SUV-y kupuje się z pragmatyczności, ale jak to z nią jest naprawdę? Przekonałem się o tym podczas pakowania naszej długodystansowej Mazdy CX-60 na wakacyjny wyjazd, na którym potrzebne mi było... wszystko.
Mazda CX-60 z niespotykanie dużym dieslem o pojemności 3,3 l przebywa z naszą redakcją już od paru miesięcy.
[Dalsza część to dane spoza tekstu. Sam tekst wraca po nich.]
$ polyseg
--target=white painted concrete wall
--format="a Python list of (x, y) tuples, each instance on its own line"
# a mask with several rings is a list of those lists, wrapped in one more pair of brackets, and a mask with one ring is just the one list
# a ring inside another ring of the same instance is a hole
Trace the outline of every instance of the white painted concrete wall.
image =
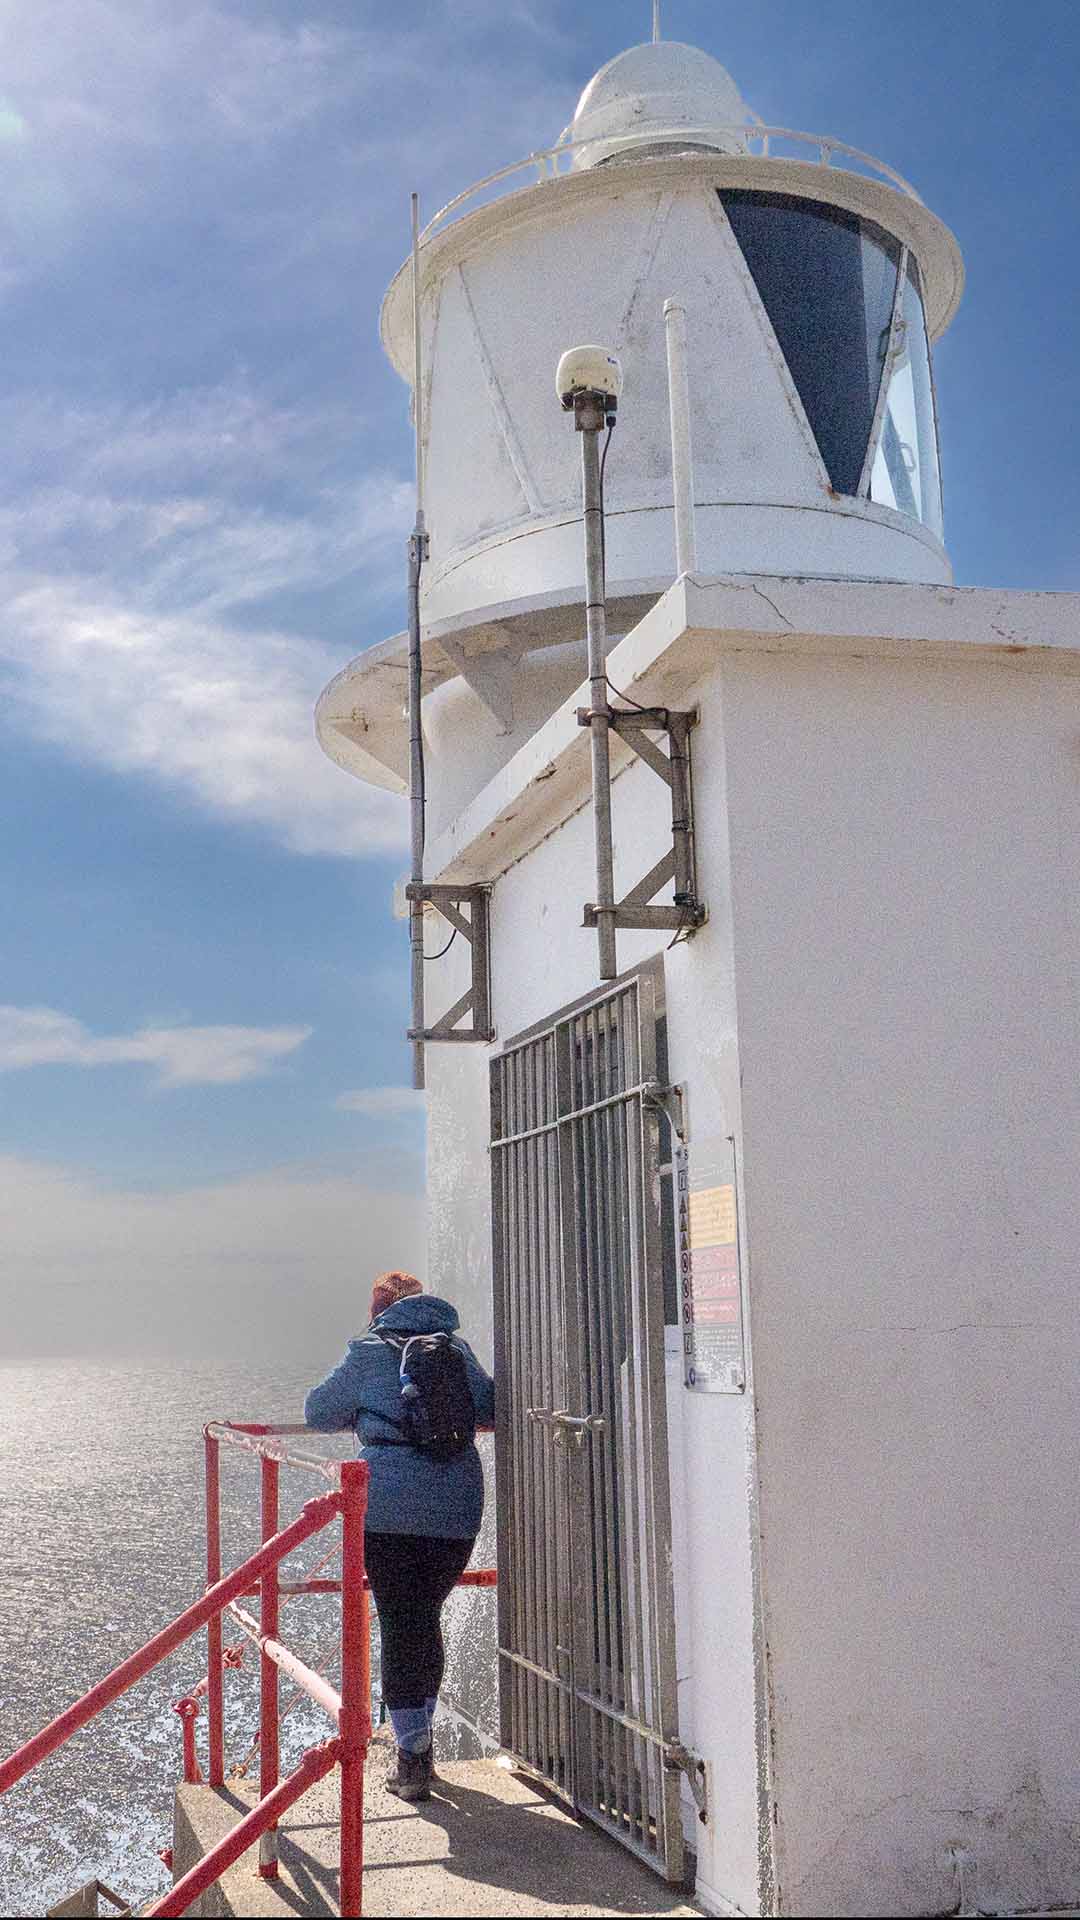
[(1076, 682), (724, 700), (783, 1910), (1074, 1902)]
[[(689, 1081), (694, 1139), (704, 1153), (738, 1119), (738, 1062), (729, 893), (723, 832), (723, 753), (719, 680), (706, 709), (712, 748), (702, 756), (698, 804), (703, 823), (703, 878), (713, 919), (692, 945), (668, 957), (670, 1069)], [(433, 780), (437, 773), (433, 774)], [(666, 789), (644, 768), (615, 782), (620, 856), (617, 886), (628, 887), (652, 865), (669, 834)], [(595, 935), (581, 927), (593, 892), (592, 821), (583, 809), (499, 882), (493, 901), (494, 1012), (500, 1039), (553, 1013), (596, 984)], [(666, 944), (666, 943), (665, 943)], [(655, 951), (651, 934), (620, 936), (620, 965)], [(456, 953), (456, 949), (455, 949)], [(450, 955), (447, 956), (449, 961)], [(431, 984), (432, 1006), (463, 990), (462, 962)], [(431, 969), (437, 975), (439, 968)], [(429, 1049), (429, 1273), (433, 1287), (467, 1298), (469, 1324), (491, 1313), (490, 1210), (486, 1130), (486, 1048)], [(462, 1056), (465, 1056), (464, 1058)], [(744, 1397), (698, 1397), (682, 1387), (681, 1364), (670, 1368), (672, 1504), (676, 1526), (676, 1611), (679, 1705), (683, 1737), (707, 1760), (712, 1817), (702, 1827), (687, 1815), (697, 1850), (701, 1891), (712, 1904), (758, 1910), (758, 1795), (755, 1744), (754, 1623), (748, 1476), (752, 1472), (749, 1403)], [(464, 1613), (464, 1608), (462, 1609)], [(470, 1713), (488, 1711), (481, 1642), (462, 1623), (451, 1680), (464, 1689)], [(467, 1648), (467, 1652), (466, 1652)], [(487, 1723), (497, 1726), (494, 1716)]]
[[(425, 751), (438, 769), (427, 806), (430, 840), (569, 699), (586, 672), (584, 638), (526, 654), (509, 670), (512, 712), (501, 720), (460, 677), (425, 696)], [(463, 740), (469, 742), (468, 753), (461, 751)]]
[[(1076, 685), (742, 654), (694, 692), (712, 918), (667, 956), (670, 1064), (692, 1151), (739, 1138), (756, 1402), (672, 1388), (716, 1910), (760, 1910), (766, 1733), (781, 1911), (944, 1911), (958, 1853), (988, 1910), (1080, 1892)], [(614, 795), (622, 887), (666, 811), (641, 768)], [(595, 985), (591, 862), (584, 808), (499, 880), (501, 1037)], [(430, 1056), (432, 1284), (474, 1328), (486, 1052)]]
[[(440, 926), (442, 923), (438, 923)], [(429, 928), (431, 951), (443, 944)], [(430, 971), (451, 999), (468, 985), (468, 950), (456, 940), (444, 961)], [(457, 982), (460, 981), (460, 985)], [(428, 1049), (428, 1267), (432, 1293), (452, 1300), (462, 1332), (484, 1366), (492, 1365), (491, 1184), (488, 1177), (486, 1047)], [(481, 1436), (486, 1501), (484, 1522), (473, 1565), (496, 1564), (494, 1440)], [(495, 1595), (462, 1588), (452, 1594), (444, 1616), (446, 1678), (443, 1699), (450, 1708), (440, 1727), (441, 1750), (472, 1758), (497, 1741), (499, 1675), (496, 1657)], [(479, 1737), (474, 1729), (479, 1729)]]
W tym czasie zdążyła już odwiedzić wiele zakątków Polski, w tym najstarszą kopalnię ropy naftowej na świecie zlokalizowaną w Beskidzie Niskim, co przyniosło przebieg przekraczający 6000 km.
Kolejni członkowie redakcji, którzy nabijali ten wynik, zanotowali kilka powtarzających się uwag wobec tego mierzącego 4,75 m długości SUV-a: występujący prawie od nowości dziwny dźwięk dobywający z podsufitki, zacinające się systemy przenoszące ekran smarftona na centralny wyświetlacz (zarówno Android Auto, jak i Apple CarPlay), ale i imponująco niskie zużycie paliwa w trasie.
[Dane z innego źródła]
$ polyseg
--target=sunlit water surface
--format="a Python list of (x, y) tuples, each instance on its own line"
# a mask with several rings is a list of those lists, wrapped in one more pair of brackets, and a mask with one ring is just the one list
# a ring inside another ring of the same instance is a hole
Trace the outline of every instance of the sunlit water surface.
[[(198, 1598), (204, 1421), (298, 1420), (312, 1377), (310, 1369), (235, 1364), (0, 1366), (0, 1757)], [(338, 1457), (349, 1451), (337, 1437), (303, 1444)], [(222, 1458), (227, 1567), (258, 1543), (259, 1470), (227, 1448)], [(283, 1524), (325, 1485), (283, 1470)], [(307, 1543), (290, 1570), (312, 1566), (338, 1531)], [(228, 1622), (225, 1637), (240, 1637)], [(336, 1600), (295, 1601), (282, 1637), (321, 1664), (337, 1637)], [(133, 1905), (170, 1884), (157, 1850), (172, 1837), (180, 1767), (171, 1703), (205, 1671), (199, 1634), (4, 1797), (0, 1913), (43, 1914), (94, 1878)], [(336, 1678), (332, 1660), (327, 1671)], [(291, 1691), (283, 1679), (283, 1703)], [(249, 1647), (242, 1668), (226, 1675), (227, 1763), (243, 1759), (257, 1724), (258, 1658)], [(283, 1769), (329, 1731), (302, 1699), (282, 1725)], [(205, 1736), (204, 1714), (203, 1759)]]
Diesel o parametrach, które poza Mazdą można spotkać co najwyżej w dużo droższych i większych SUV-ach Mercedesa czy Land Rovera, w trasie się ewidentnie sprawdza. Zwłaszcza, jeśli ruch jest duży, a prędkości niskie. W pewien pogodny lipcowy wieczór wybrałem się nad morze. Sądząc po natężeniu ruchu na krajowej siódemce jeszcze po północy, na ten sam pomysł wpadła chyba połowa Polski.
Dalsza część artykułu pod materiałem wideo
Nowa Mazda CX-5. Większa, pojemniejsza i... słabsza?
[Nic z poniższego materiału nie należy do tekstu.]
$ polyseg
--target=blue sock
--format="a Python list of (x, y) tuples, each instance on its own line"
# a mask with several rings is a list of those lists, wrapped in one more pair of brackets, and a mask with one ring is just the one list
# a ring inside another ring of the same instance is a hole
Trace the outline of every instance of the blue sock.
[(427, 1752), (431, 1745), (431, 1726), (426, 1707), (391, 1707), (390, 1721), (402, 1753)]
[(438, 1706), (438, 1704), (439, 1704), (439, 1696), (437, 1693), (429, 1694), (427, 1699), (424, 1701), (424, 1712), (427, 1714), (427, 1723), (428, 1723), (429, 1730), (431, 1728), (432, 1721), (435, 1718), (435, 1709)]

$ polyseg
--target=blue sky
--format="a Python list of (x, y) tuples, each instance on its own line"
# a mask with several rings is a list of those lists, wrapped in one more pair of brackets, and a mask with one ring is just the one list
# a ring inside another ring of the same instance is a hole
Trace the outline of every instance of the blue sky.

Włóczenie się w sznurze aut osłodził mi świetny wynik zużycia paliwa, ledwo przekraczający 6 l/100 km. Podczas powrotu na tym samym odcinku okazało się, że ten samochód po prostu tak ma: jazda z regulaminowymi prędkościami już na pustej drodze nadal przyniosła wynik poniżej 7 l/100 km.
O ile dobrej ekonomiki jazdy z takim silnikiem można się było spodziewać, większą niewiadomą pozostawała dla mnie pojemność CX-60. Wiele osób ma złe wyobrażenie jej rozmiarów, intuicyjnie lokując ją gdzieś w okolicach Audi Q7 i Volvo XC90 (może przez ten silnik?). Odpowiedzią Mazdy na te modele ma być zaprezentowany dopiero niedawno przedłużony CX-60 o nazwie CX-80. Tymczasem prezentowany model gra w tej samej lidze co BMW X3 i Volvo XC60.
Przynajmniej jeśli chodzi o wymiary zewnętrzne, bo w kabinie CX-60 w pierwszym wrażeniu nie imponuje przestronnością. Tylna kanapa nie oferuje przełomowo więcej przestrzeni niż niżej pozycjonowana Mazda CX-5. Nadrabia to z kolei bagażnik, w tym jego funkcjonalność. Jest możliwość oddzielnego złożenia każdego z trzech oparć tylnej kanapy oraz regulacji kąta ich oparcia (nie da się jednak przesuwać siedzisk, tak jak można to zrobić w Audi Q5 albo Hondzie CR-V).
Wynik pojemności 570 l z opcją powiększenia do 1726 l nie działa jednak na wyobraźnię tak, jak zdjęcie z początku artykułu. Po wyjęciu z bagażnika rolety (której rolę pełni tutaj sprytny, lekki kawałek elastycznego materiału) i innych gadżetów udało mi się zmieścić bagaże trzyosobowej rodziny na tygodniowy pobyt na kempingu. Oznacza to, że w grę oprócz ubrań wchodziły również śpiwory, jedzenie i sprzęt sportowy.
To właśnie są momenty, w których docenia się sporej wielkości SUV-y. I nawet jeśli w praktyce takie potrzeby przewozowe pojawiają się one 2-3 razy w roku, to właśnie dla nich takie samochody się wybiera z powodu z dużego bagażnika. I dużego diesla.